Tuesday, 27 April 2010
The Ghost, Roman Polanski, France, Germany, UK, 2009
Having always been an admirer of Polanski's work - albeit mainly for his earlier films - I admit that it's been a while since I looked forward to seeing a film with so much expectation and anticipation. The Ghost had its world premiere at this year's Berlin Film-Festival where it got mixed reviews. Although it must be added, that the good ones came mainly from Europe while the not-so-good or downright bad ones came from the other side of the Atlantic. I vividly recall reading a particularly negative one in Variety which appeared the day after the film's opening. Now that I've seen the film, the clear division of the two camps - US vs. Europe - seems to make sense inasmuch as the US fares relatively badly in it. This, of course, also throws an interesting light on the charges brought against Polanksi by the US court which, seen against The Ghost's plot, might be read as an act of revenge.
I don't want to employ the overused term masterpiece , but I must say that as far as political thrillers go, The Ghost is definitely up there with the best of them. However, there are indeed echoes of Polanksi's undisputed masterpiece - Chinatown - especially with regards to the ending. And not only because The Ghost also has a bad, in fact a very bleak, almost cynical, ending. More importantly, it's the feeling of powerlessness, of being at the complete mercy of an invisible power that does and runs things at will, and that who ever or whatever stands in its way, will be eliminated, that brings to mind Chinatown.
Ewan McGregor in his office in the former prime minister's Long Island Mansion
Another element that reminded me of Chinatown is the pacing. During the first 15 minutes or so, I actually thought the film felt rushed and wished Polanski and his screenwriter Robert Harris, on whose book The Ghost is based, would have taken more time to introduce the characters and let the story unfold - slowly.
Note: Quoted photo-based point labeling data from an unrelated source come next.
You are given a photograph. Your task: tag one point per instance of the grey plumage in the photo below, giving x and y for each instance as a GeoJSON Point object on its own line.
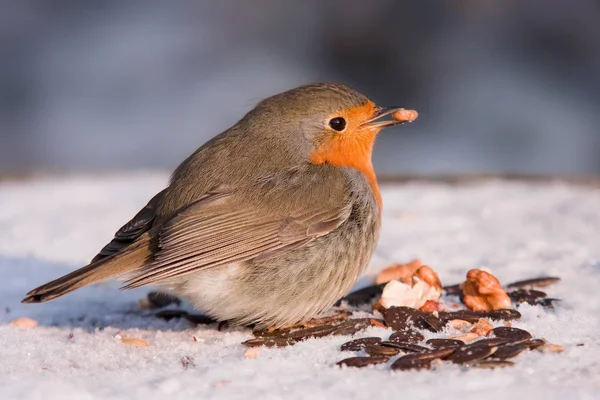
{"type": "Point", "coordinates": [242, 211]}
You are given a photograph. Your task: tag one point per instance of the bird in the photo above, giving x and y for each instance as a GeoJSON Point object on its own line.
{"type": "Point", "coordinates": [268, 223]}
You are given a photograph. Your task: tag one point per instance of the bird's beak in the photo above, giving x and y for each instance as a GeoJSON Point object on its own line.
{"type": "Point", "coordinates": [399, 116]}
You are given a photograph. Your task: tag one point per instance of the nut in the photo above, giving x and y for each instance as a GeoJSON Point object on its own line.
{"type": "Point", "coordinates": [460, 325]}
{"type": "Point", "coordinates": [428, 275]}
{"type": "Point", "coordinates": [483, 292]}
{"type": "Point", "coordinates": [482, 327]}
{"type": "Point", "coordinates": [399, 272]}
{"type": "Point", "coordinates": [412, 290]}
{"type": "Point", "coordinates": [430, 306]}
{"type": "Point", "coordinates": [403, 115]}
{"type": "Point", "coordinates": [465, 337]}
{"type": "Point", "coordinates": [24, 323]}
{"type": "Point", "coordinates": [551, 348]}
{"type": "Point", "coordinates": [252, 352]}
{"type": "Point", "coordinates": [397, 294]}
But then after a while, The Ghost settles at a very appropriate pace, takes its time to follow its protagonists around the house - where the better part of the story takes place - and over the course of the story its pristine, luxurious, interior begins to reveal its coldness and the viewer perceives the house more and more as a threat. Much like Bates Motel in Psycho, so Pierce Brosnan's and Olivia Williams' Long Island mansion - actually, The Ghost was entirely filmed on the island of Sylt, but you'd never guess it unless you know - also becomes an integral part of the story as it can be seen as a metaphor for the coldness of its inhabitants, Pierce Brosnan and Olivia Williams. Both seem completely disconnected from their surroundings, walking through their house like ghosts, and the viewer increasingly gets the impression that they were put there just like they were put into their former position of prime minister and first lady, as suggested at the film's end. In fact, as the film wears on, the mansion's interior is perceived as more and more eerie, something that is also reflected in the persistently gloomy weather. Moreover, the landscape that surrounds the house is as bleak and as dead almost, as its inhabitants, who, as we are to find out, are little more than puppets. And very tellingly, seen from the outside, for all its pristine and luxurious interior, the house strikes an eerie resemblance to a bunker or a prison, which again says much about their inhabitants for isn't this exactly what they are? Prisoners.
The Long Island house of Pierce Brosnan and Olivia Williams
So in the end, the protester who takes matters in his own hands is virtually the film's only sign of hope. But this being a Polanksi film, speaking of hope would be way too optimistic, for what is hope if the choices are either being run by a puppet government or else, anarchy?